The article "Chess, a Drosophila of reasoning" by Garry Kasparov is fascinating. In it he describes AlphaZero's tactics in chess, which no longer follow the usual "stupid machine logic". Or like Lee Sedol's comment on move 37 in the second game against AlphaGo: "...I thought surely AlphaGo is creative".
Let's stick to chess. Claude Shannon already described how the game should be played by a computer in 1950. The two central elements are still the same today. On the one hand the program must know the permitted moves and on the other hand it must evaluate the game position. The latter in order to judge which one to choose when searching for the next move. This is how chess programs have worked so far.
In order to master the complexity of the arithmetic task, numerous optimizations were also thought of. One of them is the use of libraries of played games whose outcome is known. Kasparov describes the result of this approach with the words: "Much as airplanes don't flap their wings like birds, machines don't generate chess moves like humans do.
The algorithm AlphaGo learned the same way in the first run, mechanistically and based on historical knowledge. Later it was further refined by letting it play anonymously against people online. Not very efficient. So its successor AlphaZero learned by playing the program only against itself. According to Demis Hassabis, CEO of Deep Mind, it taught itself chess "in a few hours" using massive computing power. Two aspects stand out in the result of the learning process: risk taking and the style of play of the program.

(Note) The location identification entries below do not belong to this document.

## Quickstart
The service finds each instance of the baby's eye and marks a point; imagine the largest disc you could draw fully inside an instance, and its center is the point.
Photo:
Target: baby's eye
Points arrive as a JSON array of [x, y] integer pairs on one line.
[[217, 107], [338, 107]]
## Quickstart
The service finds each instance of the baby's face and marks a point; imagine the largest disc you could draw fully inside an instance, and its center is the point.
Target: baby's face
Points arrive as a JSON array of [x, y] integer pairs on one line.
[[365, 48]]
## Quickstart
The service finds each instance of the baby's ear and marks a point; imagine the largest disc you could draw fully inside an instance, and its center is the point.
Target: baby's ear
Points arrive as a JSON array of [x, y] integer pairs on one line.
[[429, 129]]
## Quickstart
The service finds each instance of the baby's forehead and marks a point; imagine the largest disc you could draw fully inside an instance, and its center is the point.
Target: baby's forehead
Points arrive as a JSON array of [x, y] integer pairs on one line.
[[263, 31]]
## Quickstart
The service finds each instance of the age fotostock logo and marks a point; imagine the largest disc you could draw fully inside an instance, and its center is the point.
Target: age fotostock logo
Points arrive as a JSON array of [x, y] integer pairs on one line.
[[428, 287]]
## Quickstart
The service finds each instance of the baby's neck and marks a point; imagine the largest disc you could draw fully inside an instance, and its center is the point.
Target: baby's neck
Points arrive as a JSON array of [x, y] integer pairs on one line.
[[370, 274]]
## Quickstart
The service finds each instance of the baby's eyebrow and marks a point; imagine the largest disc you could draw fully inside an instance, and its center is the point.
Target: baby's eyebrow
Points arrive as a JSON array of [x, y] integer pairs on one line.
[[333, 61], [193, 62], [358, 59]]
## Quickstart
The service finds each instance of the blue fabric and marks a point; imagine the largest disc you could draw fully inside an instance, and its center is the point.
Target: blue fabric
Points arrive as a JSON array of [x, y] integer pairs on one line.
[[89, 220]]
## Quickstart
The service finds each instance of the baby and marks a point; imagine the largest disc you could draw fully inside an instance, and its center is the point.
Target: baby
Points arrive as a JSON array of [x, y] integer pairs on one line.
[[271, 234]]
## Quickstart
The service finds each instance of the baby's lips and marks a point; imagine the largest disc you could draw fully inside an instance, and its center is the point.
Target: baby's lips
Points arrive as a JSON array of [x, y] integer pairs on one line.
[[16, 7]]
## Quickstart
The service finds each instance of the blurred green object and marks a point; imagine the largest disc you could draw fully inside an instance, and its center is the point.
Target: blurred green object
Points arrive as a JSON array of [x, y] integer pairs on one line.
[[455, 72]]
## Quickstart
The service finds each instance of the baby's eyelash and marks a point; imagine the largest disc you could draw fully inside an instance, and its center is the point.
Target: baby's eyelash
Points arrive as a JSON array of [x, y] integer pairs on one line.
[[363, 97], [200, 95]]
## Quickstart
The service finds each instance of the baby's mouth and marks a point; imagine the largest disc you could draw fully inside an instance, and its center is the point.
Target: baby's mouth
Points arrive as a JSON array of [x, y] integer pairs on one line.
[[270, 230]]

Until now, chess programs had oriented themselves on Shannon's Minimax algorithm and, as is usual in the chess world, on material loss as a value function. The playing pieces (and their mobility and position) have a value that can be added: 9 for the queen, 6 for the rook, etc.

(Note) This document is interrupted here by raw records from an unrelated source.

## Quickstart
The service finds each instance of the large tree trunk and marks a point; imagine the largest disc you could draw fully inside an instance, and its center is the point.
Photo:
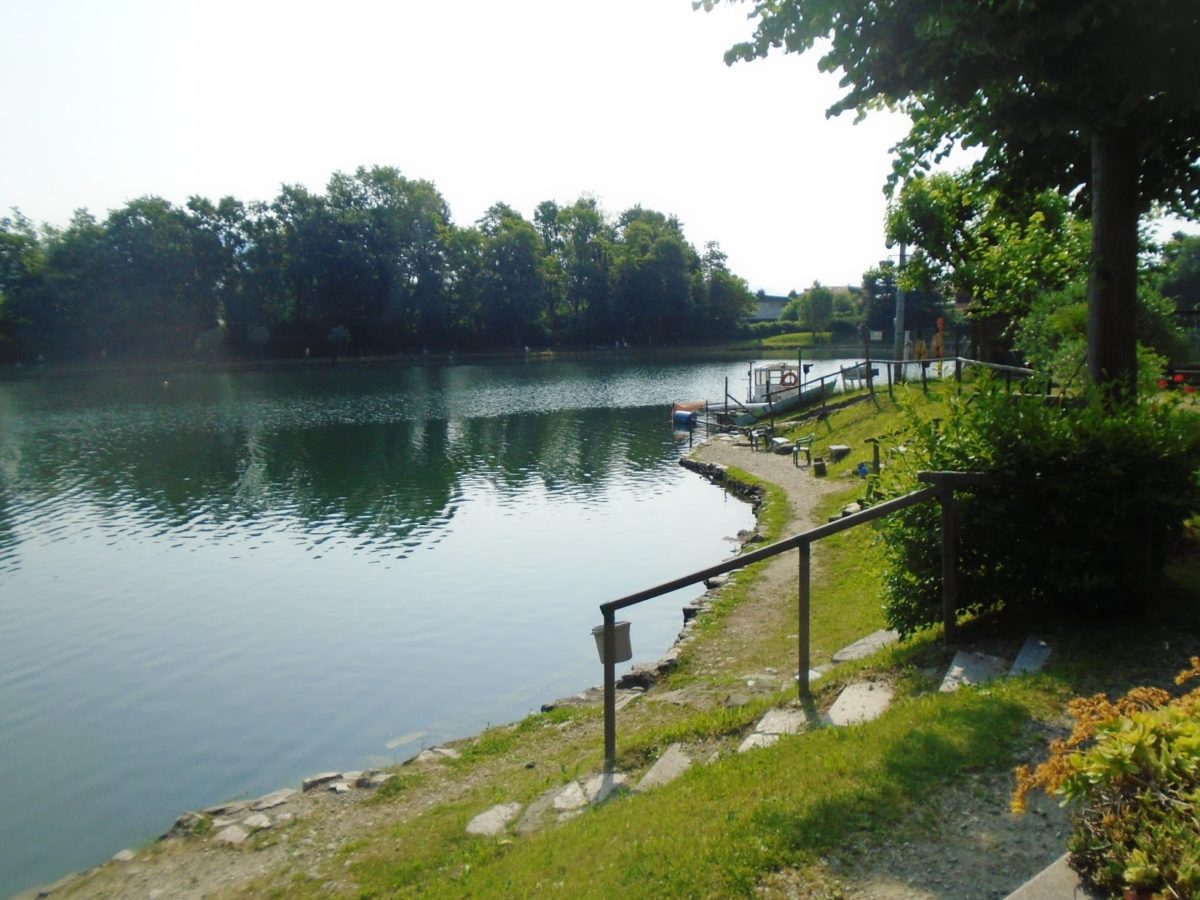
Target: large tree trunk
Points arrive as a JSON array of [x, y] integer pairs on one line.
[[1113, 282]]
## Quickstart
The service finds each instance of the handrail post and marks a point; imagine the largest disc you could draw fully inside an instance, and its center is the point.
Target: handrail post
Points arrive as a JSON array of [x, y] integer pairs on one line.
[[949, 561], [805, 598], [610, 689]]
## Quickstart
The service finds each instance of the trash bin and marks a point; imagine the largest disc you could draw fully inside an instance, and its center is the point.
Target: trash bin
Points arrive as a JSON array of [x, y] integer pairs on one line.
[[622, 646]]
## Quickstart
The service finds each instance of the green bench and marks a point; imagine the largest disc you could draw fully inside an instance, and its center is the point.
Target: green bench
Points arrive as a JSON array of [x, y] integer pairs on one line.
[[803, 445]]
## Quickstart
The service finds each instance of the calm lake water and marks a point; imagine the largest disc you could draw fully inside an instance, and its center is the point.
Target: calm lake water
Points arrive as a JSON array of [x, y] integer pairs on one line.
[[214, 586]]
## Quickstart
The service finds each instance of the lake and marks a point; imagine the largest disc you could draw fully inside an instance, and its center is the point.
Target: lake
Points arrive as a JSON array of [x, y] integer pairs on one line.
[[216, 583]]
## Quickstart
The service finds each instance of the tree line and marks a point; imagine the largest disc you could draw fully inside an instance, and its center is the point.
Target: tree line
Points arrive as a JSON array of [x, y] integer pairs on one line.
[[373, 264]]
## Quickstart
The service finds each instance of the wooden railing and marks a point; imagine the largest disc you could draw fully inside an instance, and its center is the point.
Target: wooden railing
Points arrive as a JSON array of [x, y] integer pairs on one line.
[[942, 487]]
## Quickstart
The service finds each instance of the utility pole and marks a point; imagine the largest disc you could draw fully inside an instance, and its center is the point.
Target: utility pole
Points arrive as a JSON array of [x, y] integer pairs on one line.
[[898, 323]]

AlphaZero works with a Monte Carlo simulation and chose the way of a holistic evaluation of the whole board in relation to the learned game process. It tries out and thus develops a playing style in which the machine does not react to the opponent, but actively shapes and drives the game. Individual moves seem clumsy because of the human habit of weighting the material value. And it is only many moves later that he understands its tactical significance. Away from deterministic calculation ('thinking straight ahead') and towards intuition. This behaviour is also reflected in the fact that AlphaZero evaluates fewer game positions than chess programs like Stockfish. Or as Kasparov says: "AlphaZero works smarter not harder".
And also during training (against itself) it is noticeable that AlphaZero prefers short thinking times (typical thinking time of 40ms). This shows an amazing parallel to the development of chess. Chess at competition level has been "brainwashed" and is provided with much more complex analysis. In the past, however, grandmasters used to train by means of blitz chess games. The more mistakes they saw, the more they thought they could learn. Obviously AlphaZero has found this out and has optimized his training, developing a wilder, more creative and unique style than his predecessors. The learning process of AlphaZero for chess took about 9 hours and the program played about 100 games per second against itself. AlphaZero therefore plays more risky and unpredictable than AlphaGo. This makes me think of the current world chess champion Magnus Carlsen, who is the stronger opponent in time-limited games. Both love moves that have never been played before.
The story continues in the book "Game Changer: AlphaZero's Groundbreaking Chess Strategies and the Promise of AI".
The example of AlphaZero and chess shows impressively how the choice of the algorithmic solution approach influences the style of the solution. At least in chess the time has come when machines and their developers develop their own style and no longer rely exclusively on computing power and pragmatism. Fascinating.